Essen. Biomüll aus Millionen Haushalten wird verheizt, nur weil braune Tonnen fehlen oder die Behälter falsch befüllt werden. Bald drohen Geldbußen.

  • Speisereste oder Gartenabfälle können in der Biotonne entsorgt werden. Aus den organischen Abfällen wird Biogas oder Kompost.
  • Trotz gesetzlicher Vorgaben wird in Millionen Haushalten wertvoller Biomüll mit dem Restmüll verbrannt, weil braune Tonnen fehlen oder die Behälter falsch befüllt werden. Nun werden die Vorschriften verschärft.
  • In diesem Artikel lesen Sie, was mit dem Biomüll passiert und welche Regeln künftig gelten.

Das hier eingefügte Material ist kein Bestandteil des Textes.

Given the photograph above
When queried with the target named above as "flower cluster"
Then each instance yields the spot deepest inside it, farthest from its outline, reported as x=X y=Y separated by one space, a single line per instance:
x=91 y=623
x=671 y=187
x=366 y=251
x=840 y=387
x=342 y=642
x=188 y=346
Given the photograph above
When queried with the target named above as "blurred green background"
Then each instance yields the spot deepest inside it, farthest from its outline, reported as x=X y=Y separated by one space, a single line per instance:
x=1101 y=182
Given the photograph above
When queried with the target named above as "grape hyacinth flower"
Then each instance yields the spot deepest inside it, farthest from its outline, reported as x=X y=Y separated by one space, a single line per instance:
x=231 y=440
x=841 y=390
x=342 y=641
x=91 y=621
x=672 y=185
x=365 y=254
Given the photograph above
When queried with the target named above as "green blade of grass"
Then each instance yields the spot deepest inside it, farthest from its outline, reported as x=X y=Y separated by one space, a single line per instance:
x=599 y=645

Rund fünf Millionen Tonnen Biomüll aus Sammelbehältern werden jährlich in Deutschland verwertet, pro Kopf rund 60 Kilo, hat das Umweltbundesamt ausgerechnet. Von übrig gebliebenen Nudeln über Kaffeesatz und Eierschalen bis hin zum Grünschnitt aus dem Garten: In den – je nach Region – braunen Tonnen landet alles, was organischer Abfall ist. Also das, was sich zersetzen kann. Ein Schatz, der viel zu kostbar ist, um verbrannt zu werden, sagt Michael Jedelhauser, Experte für Kreislaufwirtschaft beim Naturschutzbund Deutschland (NABU). Doch genau das geschieht immer noch in Millionen Haushalten, die keine Biotonne haben.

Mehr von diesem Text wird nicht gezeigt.